To help cater for the vegan market there are many alternatives to animal products available on the market. These include vegan versions of sausages, burger patties, mince-meat, bacon, cheese, milk, yoghurt, butter and more.
These mock meats or plant-based options can be used in the same way as their non-vegan equivalents. However, some of the mock products may be highly processed so it’s important to read the ingredients beforehand.
“There are endless varieties of mock meats [and products] available but, not all of them are great so you do have to do your research,” James advised. He added that despite that these products have “given us more things to explore and try…and stuff like the burgers really help make it easier for places to offer vegan options to their customers.”
By providing a vegan menu, restaurants can show innovation and forward thinking. Altering your current menu to provide more vegan options can be as simple as substituting meat or dairy options, though it’s important you take the time to assess your options and determine what is worth changing versus what isn’t.

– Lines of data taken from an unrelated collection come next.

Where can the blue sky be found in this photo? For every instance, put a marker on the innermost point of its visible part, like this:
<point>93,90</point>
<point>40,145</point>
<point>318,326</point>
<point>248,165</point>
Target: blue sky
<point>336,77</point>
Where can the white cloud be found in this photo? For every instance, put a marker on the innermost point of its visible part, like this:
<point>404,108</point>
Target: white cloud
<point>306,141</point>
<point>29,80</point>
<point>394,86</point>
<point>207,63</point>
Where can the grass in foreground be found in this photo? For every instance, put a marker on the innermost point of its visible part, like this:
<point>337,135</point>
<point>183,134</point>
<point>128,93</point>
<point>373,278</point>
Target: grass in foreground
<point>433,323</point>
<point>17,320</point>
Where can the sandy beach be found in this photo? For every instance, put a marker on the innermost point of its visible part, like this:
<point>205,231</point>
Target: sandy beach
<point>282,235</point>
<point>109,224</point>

This is because when it comes to your customers, they can be left feeling uninspired and disappointed if the meat or dairy products have simply been removed from the dish.
To alter your menu to be more vegan-inclusive, there are four steps to take into consideration:
It’s also important to understand that moving to plant-based options allows you to discover new and diverse ways of cooking (and eating). Because it brings out a new sense of creativity.
“You need to be really authentic” Yoko Inoue owner and chef from Shoku Iku told Kraft Heinz. “For flavour, customers are looking for vibrancy and fresh produce. The food needs to look appealing and colourful and [you need to be] using fresh produce.”
“This is because meat has that fierce flavour that’s very easy to cook well. But with vegan food you don’t have that flavour, so using ingredients like mushrooms or fermented foods can help create depth of the flavour [to your plant-based dish],” Yoko explained.
She continued, “So, explore other ingredients too; instead of rice, try quinoa, or buckwheat... Introduce different ingredients to make it a little bit more interesting.”
As veganism continues to grow here in Australia, having plant-based options on your menu has become a necessity. By not having these options available to customers you remove yourself from an influential target market, ultimately impacting your bottom-line.
So, take the time to research meat and dairy alternatives, study your menu to see what can be altered (without losing its overall quality) and make changes that cater to your customer base and surroundings. Remember it’s important not to rush your decisions and learn how to trial and test to make sure your customers, both new and returning, are receiving the quality you want to be known for.